Paul would also cut about $200 billion from military spending the first year by ending many of America's foreign wars. Paul noted that he has the support of many uniformed military personnel in this move: "From the viewpoint of so many of those active military people who have now been supporting our campaign, they are saying, no, it's really time to come home." Ron Paul has received more donations from active duty military and reservists than all of his GOP primary opponents combined in both of the presidential election quarters published by the Federal Election Commission this year. Paul has also received more campaign donations than the soldiers' commander-in-chief, President Obama.
Paul stressed that his Republican rivals have been very vague about spending cuts, other than the standard pledges to reduce waste, fraud, and abuse by government agencies and contractors. "The other candidates have not offered this," he stressed. "I don't believe they think it's very serious. They think they can just tinker around the edges, but I think the American people are ready for some honest thinking and honest reforms." Other Republican presidential hopefuls have been quick to outline tax cut proposals, but have been notably obtuse about spending cut specifics. Mitt Romney has released a 160-page manifesto that talks generally about entitlement reform, cutting the federal workforce by 10 percent and a cap on spending, but fails to mention any specific cuts other than ObamaCare. Likewise, the other frontrunner Herman Cain has released only vague statements supporting spending cuts.

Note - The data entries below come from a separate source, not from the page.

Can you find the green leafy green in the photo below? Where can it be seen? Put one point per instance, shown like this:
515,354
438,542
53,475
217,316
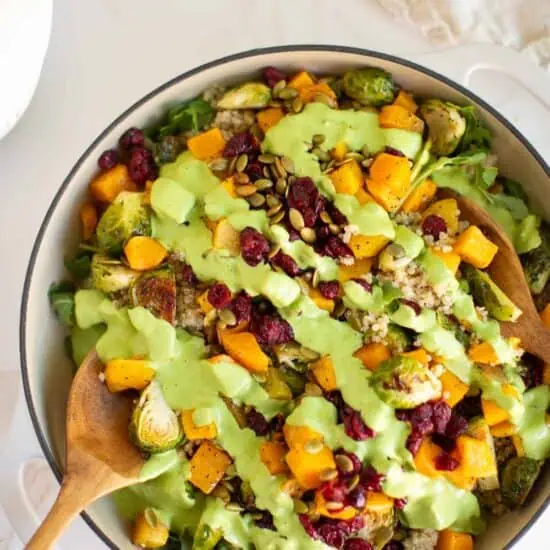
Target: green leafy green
61,296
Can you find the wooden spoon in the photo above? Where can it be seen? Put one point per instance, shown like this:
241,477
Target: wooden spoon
100,457
507,272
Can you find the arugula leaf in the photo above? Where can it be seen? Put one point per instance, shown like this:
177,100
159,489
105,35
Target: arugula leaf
61,296
477,135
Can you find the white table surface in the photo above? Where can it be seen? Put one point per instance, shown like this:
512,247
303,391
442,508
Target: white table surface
105,54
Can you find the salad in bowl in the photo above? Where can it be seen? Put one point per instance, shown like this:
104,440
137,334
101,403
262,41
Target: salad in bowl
278,275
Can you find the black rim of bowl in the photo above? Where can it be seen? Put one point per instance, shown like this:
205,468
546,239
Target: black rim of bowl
40,433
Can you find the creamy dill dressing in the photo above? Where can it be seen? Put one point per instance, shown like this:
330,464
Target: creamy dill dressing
185,194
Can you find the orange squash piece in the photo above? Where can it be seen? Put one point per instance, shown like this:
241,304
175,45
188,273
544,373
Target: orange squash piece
207,145
245,350
208,466
144,253
372,354
109,184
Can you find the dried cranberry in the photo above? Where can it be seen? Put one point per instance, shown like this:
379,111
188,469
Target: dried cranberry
286,263
241,143
257,423
371,479
305,197
272,75
308,526
271,330
413,305
108,159
241,306
332,535
254,246
329,289
365,284
441,414
133,137
141,166
434,225
219,295
336,248
446,462
356,428
357,544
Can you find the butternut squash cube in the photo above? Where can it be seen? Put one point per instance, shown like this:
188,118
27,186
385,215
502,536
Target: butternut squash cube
454,389
372,354
347,178
453,540
272,454
419,198
208,466
207,145
364,246
307,467
323,371
396,116
128,374
267,118
475,248
194,432
244,348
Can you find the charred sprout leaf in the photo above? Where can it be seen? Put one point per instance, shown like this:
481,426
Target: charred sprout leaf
61,297
517,479
487,294
405,383
156,291
536,263
125,217
446,125
370,86
154,427
251,95
476,135
109,275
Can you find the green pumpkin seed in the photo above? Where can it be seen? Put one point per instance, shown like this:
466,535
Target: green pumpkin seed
242,162
296,219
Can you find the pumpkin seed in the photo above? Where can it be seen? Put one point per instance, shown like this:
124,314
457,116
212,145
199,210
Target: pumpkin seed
227,317
296,219
313,446
241,163
275,209
344,463
288,93
317,139
308,234
328,474
256,200
263,184
246,190
266,159
277,217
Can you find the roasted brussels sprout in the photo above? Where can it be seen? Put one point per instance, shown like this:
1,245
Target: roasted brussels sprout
446,125
517,479
536,263
156,291
154,427
109,275
405,383
487,294
251,95
370,86
126,216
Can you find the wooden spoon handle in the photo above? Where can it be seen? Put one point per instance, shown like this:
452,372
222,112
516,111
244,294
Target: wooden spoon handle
72,499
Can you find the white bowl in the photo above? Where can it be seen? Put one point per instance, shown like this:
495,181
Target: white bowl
47,372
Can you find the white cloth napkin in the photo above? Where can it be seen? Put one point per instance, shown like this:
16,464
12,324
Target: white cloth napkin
520,24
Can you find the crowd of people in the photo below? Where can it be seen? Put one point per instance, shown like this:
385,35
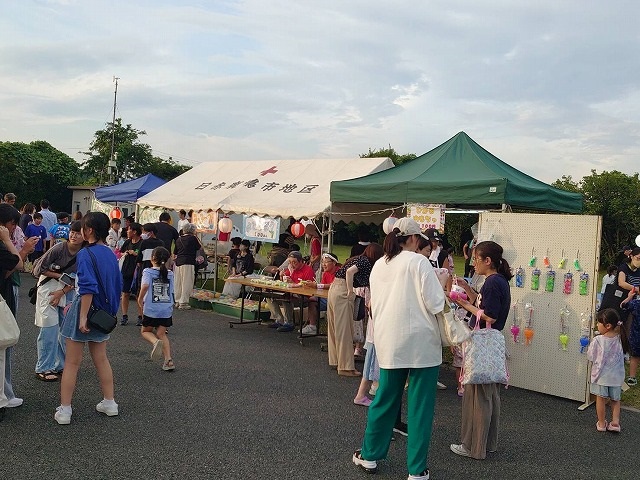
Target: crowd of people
397,289
64,251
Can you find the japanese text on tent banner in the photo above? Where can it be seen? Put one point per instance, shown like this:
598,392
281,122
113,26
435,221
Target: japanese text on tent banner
205,221
427,215
263,229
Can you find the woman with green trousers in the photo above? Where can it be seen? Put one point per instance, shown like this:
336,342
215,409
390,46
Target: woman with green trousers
405,297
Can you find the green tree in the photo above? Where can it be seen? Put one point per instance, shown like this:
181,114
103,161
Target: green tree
616,197
131,155
395,157
167,169
567,183
38,170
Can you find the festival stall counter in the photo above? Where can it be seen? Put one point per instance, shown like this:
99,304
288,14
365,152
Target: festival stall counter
555,259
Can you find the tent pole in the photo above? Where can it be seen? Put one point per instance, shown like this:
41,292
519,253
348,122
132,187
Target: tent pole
330,234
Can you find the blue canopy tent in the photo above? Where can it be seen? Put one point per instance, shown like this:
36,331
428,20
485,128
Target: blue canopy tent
129,192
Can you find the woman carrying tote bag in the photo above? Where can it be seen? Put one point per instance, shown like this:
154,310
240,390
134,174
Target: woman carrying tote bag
481,403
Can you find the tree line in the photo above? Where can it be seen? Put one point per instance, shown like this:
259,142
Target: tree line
38,170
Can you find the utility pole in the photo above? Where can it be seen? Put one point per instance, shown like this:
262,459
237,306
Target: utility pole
111,166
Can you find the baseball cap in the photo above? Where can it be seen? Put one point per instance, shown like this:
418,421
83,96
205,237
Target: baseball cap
295,254
433,234
408,226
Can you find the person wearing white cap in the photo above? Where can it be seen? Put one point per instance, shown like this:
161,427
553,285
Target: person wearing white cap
405,297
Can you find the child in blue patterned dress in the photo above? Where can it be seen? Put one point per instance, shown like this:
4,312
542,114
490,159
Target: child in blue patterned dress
155,300
607,371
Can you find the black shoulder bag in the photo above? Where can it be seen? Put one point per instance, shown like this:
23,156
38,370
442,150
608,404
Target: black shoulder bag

Rep. Paul's proposal won loud praise even from his persistent critics on the neoconservative right. "Ron Paul has a good idea," said Rush Limbaugh, a frequent critic of Dr. Paul from the Republican right, on his national radio show. Even the citadel of neoconservatism, the late William F. Buckley's old National Review, admitted that Paul's proposal amounted to "dropping a reality bomb on the GOP field." Kevin D. Williamson of National Review acknowledged: "For all my reservations about Ron Paul, he does a real public service by reminding conservatives that, while we are rightly hesitant about radical proposals, tinkering around the edges is not going to get it done in the long term. The age of unpleasant choices is upon us."
Rep. Paul would also reduce the salary of the President of the United States to $39,336 per year, which he describes as "approximately equal to the median personal income of the American worker." The proposal continues Paul's habit of not accepting many of the perks of his congressional salary. Rep. Paul has refused to participate in the congressional pension program and returns a portion of his office expenses to the U.S. Treasury every year.